Dir: Steve Carver, 1976


With the success of Mandingo, it was inevitable that a follow up would commence.

Based on the novel by Kyle Onstott, Drum is a sort of semi-sequel/spin off to his previous book, Mandingo, made into a movie by Richard Fleischer two years prior.

However, where Fleischer at least tried to make a serious film, director Steve Carver goes straight for the exploitation element that the original was accused of.

Perry King had the wisdom not to return as the handsome Hammond Maxwell, so his part is played by the gruff Warren Oates. 

Oates takes the proceedings as though he’s in a play, rather than a film, hamming it up and overacting so much that he couldn’t get a part in an Australian soap.

Clearly never having seen the ’74 film, Oates does away with all of King’s characterisation and substitutes his own, even going so far as to forget that Hammond is supposed to have an injured leg. To portray the slave owner, Oates plays the character as a black hating scumbag, with no hope of redemption or any laudable qualities. King’s portrayal was of an awful man but who had love inside him and was a man of the times.

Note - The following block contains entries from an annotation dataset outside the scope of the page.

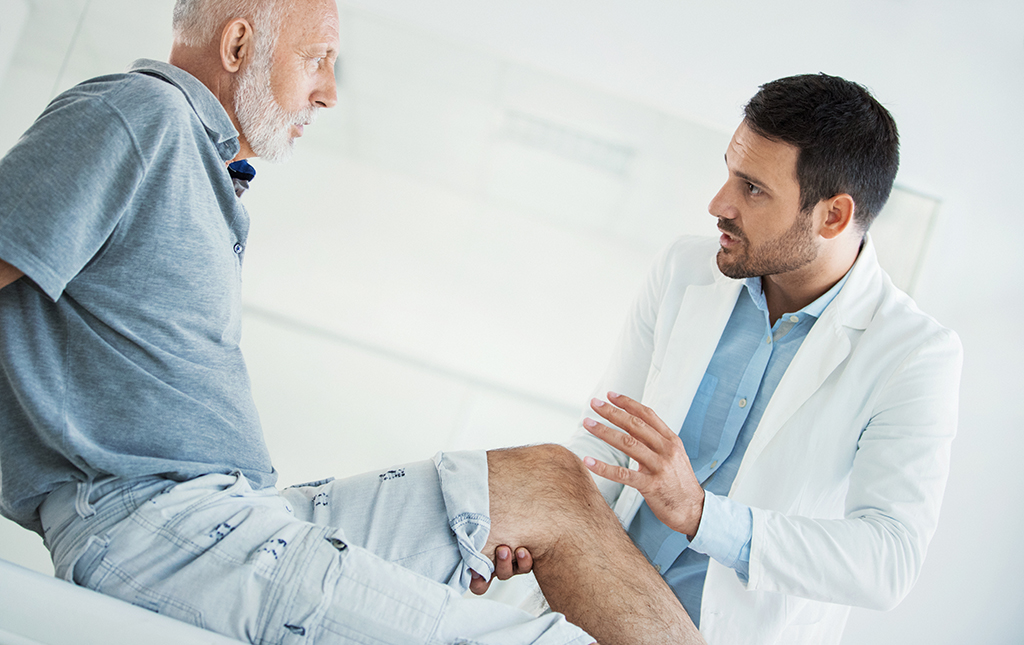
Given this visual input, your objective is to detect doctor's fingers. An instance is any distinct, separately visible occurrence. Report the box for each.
[583,419,659,466]
[590,398,671,453]
[608,392,679,440]
[583,454,649,495]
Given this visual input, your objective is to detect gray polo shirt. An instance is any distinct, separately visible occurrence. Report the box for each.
[0,60,276,531]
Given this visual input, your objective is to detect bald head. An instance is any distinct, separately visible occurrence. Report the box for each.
[172,0,289,47]
[170,0,339,161]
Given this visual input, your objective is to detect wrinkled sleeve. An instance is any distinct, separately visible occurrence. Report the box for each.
[0,93,144,301]
[748,330,963,610]
[566,241,672,506]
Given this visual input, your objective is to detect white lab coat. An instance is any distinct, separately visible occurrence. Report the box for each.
[570,238,962,645]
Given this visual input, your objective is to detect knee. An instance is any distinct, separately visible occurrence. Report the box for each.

Like the original, Drum was scripted by Norman Wexler but, this time, he seems to have intentionally written the film as a parody of his earlier work, Mandingo.

Regarding the use of slur words against black people, Wexler’s Fleischer directed script was quite staid, with only a handful of prejoratives employed.

Here, the n-word is thrown about, liberally, by anybody who has lines, to anybody regardless of their colour.

Ken Norton returns, albeit a different character, the titular Drum. In all intents and purposes, Norton’s Drum is just Norton’s Mede from the previous film. 

Drum is, purely, a cash-in on a controversial title while riding the wave of blaxploitation films. 

Pam Grier stars as Drum’s girlfriend, Regine. A popular presence in blaxploitation films of the time, Grier made her mark in Hollywood with titles like The Big Bird Cage, Black Momma White Momma, Coffy and Foxy Brown. Her inclusion to the cast helps support the exploitation theory.

A lot about Drum feels tawdry and sleazy. There doesn’t seem to be anything serious about the film, going for cheap thrills and titillation with sex and violence.

Overacted and campy, Drum is a poor imitation of a not so good film.